The Sun is surrounded by an atmosphere of plasma that we call the corona. It is nearly 1 million degrees Celsius (1.8 million degrees Fahrenheit) of hot plasma stretching far into the Solar System. Black holes also have a corona, but astronomers have struggled to completely understand its shape and how it relates to the accretion disk of material that surrounds actively feeding black holes – until now.

Black hole coronae are billions of degrees hot, which makes them a lot more difficult to study in detail. Using NASA’s IXPE (Imaging X-ray Polarimetry Explorer), researchers were able to study the coronae of 12 black holes, some stellar-sized and others supermassive. They found that the corona and the accretion disk extend in the same directions.

“Scientists have long speculated on the makeup and geometry of the corona,” lead author Dr Lynnie Saade, from NASA’s Marshall Space Flight Center, said in a statement. “Is it a sphere above and below the black hole, or an atmosphere generated by the accretion disk, or perhaps plasma located at the base of the jets?”

The idea that the corona is a lamppost hovering over the accretion disk is ruled out, but the shape is not the only exciting finding of this work. 

The researchers also showed that no matter the size, from the small ones to the supermassive, black holes suck in matter the same way. This means that by studying smaller, close-by black holes, we can learn about the supermassive ones that live in the heart of galaxies millions of light-years away.

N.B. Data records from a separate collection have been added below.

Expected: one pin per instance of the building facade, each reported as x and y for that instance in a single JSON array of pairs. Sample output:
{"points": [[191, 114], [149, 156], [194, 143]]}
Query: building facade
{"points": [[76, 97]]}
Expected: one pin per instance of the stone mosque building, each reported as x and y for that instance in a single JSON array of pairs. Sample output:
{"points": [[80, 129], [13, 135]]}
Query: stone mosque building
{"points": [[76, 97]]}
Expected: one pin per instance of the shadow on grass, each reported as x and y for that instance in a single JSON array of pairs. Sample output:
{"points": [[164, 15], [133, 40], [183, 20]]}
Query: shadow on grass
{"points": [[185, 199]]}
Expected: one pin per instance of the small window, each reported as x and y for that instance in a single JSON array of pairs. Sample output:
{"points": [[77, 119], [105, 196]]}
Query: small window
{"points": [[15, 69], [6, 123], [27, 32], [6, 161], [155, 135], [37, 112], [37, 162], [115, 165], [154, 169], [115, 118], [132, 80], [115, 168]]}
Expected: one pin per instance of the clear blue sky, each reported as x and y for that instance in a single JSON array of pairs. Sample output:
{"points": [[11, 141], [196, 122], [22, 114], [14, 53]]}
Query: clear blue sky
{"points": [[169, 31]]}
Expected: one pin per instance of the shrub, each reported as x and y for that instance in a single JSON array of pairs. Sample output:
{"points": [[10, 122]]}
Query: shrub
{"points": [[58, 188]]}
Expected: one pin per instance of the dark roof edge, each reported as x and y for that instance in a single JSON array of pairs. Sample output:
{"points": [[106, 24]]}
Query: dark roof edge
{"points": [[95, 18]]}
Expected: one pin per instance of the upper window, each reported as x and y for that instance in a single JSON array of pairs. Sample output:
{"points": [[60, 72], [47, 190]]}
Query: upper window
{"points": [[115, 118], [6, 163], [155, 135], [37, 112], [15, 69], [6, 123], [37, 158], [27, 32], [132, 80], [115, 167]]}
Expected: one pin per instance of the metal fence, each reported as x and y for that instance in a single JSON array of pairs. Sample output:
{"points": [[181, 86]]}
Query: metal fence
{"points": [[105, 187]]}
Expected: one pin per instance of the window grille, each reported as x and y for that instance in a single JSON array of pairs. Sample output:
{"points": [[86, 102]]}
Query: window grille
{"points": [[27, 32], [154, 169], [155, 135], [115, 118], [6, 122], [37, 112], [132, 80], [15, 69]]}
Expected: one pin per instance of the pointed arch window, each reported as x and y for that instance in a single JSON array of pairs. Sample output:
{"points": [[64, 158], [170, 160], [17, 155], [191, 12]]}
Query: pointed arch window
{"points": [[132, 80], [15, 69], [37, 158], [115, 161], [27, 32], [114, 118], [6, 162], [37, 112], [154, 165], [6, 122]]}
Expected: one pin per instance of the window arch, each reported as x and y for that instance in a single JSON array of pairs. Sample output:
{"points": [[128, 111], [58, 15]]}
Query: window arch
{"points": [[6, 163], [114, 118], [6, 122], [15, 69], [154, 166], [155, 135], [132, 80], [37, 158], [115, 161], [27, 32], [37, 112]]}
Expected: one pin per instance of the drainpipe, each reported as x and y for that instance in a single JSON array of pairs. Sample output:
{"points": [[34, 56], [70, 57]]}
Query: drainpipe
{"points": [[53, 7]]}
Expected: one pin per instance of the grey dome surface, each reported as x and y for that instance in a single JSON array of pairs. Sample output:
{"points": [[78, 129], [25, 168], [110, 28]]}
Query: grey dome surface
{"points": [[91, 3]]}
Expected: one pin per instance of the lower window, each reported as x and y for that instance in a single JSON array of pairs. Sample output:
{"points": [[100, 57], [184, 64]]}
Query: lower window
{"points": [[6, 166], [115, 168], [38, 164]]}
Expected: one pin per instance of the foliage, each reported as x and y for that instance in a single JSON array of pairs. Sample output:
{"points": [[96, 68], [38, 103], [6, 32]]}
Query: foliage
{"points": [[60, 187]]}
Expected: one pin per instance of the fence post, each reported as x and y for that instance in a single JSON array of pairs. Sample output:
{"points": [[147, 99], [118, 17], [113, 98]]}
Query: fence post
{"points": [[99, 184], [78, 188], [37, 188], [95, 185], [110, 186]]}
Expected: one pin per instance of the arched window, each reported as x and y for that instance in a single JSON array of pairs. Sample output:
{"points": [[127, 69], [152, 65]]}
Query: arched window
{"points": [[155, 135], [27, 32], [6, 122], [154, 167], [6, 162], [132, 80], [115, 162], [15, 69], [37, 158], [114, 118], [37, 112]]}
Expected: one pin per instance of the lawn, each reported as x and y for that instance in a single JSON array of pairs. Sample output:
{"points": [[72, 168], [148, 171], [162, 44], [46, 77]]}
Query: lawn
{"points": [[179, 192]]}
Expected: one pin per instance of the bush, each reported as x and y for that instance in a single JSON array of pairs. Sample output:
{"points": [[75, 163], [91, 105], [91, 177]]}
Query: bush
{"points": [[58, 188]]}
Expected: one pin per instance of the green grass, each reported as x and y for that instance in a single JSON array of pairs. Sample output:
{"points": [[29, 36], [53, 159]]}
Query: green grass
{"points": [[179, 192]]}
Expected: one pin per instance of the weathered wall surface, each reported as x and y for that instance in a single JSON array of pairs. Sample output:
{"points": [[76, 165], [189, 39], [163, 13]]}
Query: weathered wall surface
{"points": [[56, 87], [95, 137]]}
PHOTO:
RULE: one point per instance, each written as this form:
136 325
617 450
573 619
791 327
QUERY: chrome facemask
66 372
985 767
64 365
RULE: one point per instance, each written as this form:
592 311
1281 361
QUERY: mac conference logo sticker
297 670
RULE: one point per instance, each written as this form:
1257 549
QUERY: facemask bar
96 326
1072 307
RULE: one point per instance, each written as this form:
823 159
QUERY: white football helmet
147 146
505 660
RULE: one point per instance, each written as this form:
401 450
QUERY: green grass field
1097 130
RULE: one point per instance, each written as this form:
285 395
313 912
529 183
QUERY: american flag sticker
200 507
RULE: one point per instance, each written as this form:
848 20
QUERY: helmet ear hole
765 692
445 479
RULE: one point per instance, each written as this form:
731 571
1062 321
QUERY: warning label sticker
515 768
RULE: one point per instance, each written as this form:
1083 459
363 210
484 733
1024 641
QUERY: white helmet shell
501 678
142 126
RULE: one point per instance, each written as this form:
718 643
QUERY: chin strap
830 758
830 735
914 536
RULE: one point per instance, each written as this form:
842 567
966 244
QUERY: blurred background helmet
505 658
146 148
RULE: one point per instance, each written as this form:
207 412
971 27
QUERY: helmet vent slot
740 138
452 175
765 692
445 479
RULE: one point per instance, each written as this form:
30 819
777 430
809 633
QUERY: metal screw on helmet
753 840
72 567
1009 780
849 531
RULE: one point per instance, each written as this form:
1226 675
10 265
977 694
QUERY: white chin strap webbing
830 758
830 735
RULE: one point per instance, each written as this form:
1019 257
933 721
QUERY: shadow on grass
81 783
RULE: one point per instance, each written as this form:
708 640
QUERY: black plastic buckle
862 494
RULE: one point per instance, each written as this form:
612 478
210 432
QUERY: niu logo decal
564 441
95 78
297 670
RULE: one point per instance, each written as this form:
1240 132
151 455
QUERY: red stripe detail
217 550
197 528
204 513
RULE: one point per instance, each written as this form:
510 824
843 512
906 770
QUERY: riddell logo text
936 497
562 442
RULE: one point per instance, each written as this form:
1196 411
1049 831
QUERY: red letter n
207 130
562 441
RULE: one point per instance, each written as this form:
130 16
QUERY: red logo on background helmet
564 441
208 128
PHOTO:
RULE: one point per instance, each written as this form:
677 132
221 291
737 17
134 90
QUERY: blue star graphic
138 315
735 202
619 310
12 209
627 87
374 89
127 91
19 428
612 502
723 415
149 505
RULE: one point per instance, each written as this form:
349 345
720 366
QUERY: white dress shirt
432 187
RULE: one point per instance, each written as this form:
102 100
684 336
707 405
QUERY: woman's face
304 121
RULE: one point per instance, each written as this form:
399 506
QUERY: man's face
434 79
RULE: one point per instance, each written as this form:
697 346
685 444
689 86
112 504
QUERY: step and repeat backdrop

“Stellar-mass black holes rip mass from their companion stars, whereas supermassive black holes devour everything around them,” added Philip Kaare, the principal investigator for the IXPE mission, also at Marshall. “Yet the accretion mechanism functions much the same way.”

“IXPE has provided the first opportunity in a long time for X-ray astronomy to reveal the underlying processes of accretion and unlock new findings about black holes,” Saade added.

It is X-ray polarization that IXPE can spot. Light is polarized when its waves are forced to oscillate on a specific plane. Magnetic fields and other interactions present around black holes can polarize light and the observatory uses this polarization to map the shape and structure surrounding the black holes.

The study is published in The Astrophysical Journal.